"I don't want it to happen"
Great. That didn't answer my question of which option he would prefer, me talking about it or me not talking about it. Apparently he thinks that is my decision but he just wants me to not not eat. Nice double negative there, I know.
He seems to think that I can just eat normally. I can't. That's why after he fell asleep I ate 3 pieces of pizza. He wasn't watching. I was hungry. I scarfed down nearly half a pizza in 20 minutes. Then wanted to puke it back up. Felt like I just wasted 32 hours of not eating because I literally ate 1500 calories right there like a fucking pig.
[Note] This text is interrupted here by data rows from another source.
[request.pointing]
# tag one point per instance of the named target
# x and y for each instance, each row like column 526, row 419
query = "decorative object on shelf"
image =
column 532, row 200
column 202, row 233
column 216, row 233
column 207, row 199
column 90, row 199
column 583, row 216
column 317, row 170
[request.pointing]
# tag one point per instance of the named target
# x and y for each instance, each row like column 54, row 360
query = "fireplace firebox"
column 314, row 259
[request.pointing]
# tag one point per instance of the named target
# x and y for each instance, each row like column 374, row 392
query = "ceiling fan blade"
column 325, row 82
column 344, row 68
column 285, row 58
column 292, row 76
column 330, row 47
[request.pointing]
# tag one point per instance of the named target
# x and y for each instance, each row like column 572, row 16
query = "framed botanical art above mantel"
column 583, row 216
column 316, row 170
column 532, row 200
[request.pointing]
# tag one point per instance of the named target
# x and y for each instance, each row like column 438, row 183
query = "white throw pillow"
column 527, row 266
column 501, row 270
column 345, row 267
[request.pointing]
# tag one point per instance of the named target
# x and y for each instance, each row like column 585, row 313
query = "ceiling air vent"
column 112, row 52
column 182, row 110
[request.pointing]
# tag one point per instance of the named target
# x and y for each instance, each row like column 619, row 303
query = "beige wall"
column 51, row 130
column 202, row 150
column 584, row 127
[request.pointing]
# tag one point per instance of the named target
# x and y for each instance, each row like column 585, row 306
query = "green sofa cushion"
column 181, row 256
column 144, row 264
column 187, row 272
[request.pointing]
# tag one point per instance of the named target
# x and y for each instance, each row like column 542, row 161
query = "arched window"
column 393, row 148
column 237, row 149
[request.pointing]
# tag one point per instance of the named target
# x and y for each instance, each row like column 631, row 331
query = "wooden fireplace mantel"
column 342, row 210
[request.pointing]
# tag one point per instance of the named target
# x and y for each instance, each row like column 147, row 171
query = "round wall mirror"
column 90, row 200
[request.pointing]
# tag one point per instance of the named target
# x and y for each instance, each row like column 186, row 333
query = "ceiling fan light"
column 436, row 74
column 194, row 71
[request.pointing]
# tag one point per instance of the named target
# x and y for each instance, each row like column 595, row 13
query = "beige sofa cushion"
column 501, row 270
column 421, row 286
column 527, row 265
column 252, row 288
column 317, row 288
Oh, so what did I turn around and do today? Ate a cheese Danish and a brownie. Fabulous. Fuck this.
I'm not talking to him about food at all anymore. What I do or don't eat is my business. That is my official statement. I cant handle all the stress of "do I say something? Do I not? Is it wrong not to?" So if he doesn't ask he doesn't hear. It isn't lying. It's just not talking about it. That's what I see.
According to an app I downloaded my job alone makes me "moderately active" and my rmr (not bmr) is 1507 (ugh) so without even getting out of bed I burned off that pizza I guess? So i'm ok? I don't know... I'm sick of being fat. That's all I know.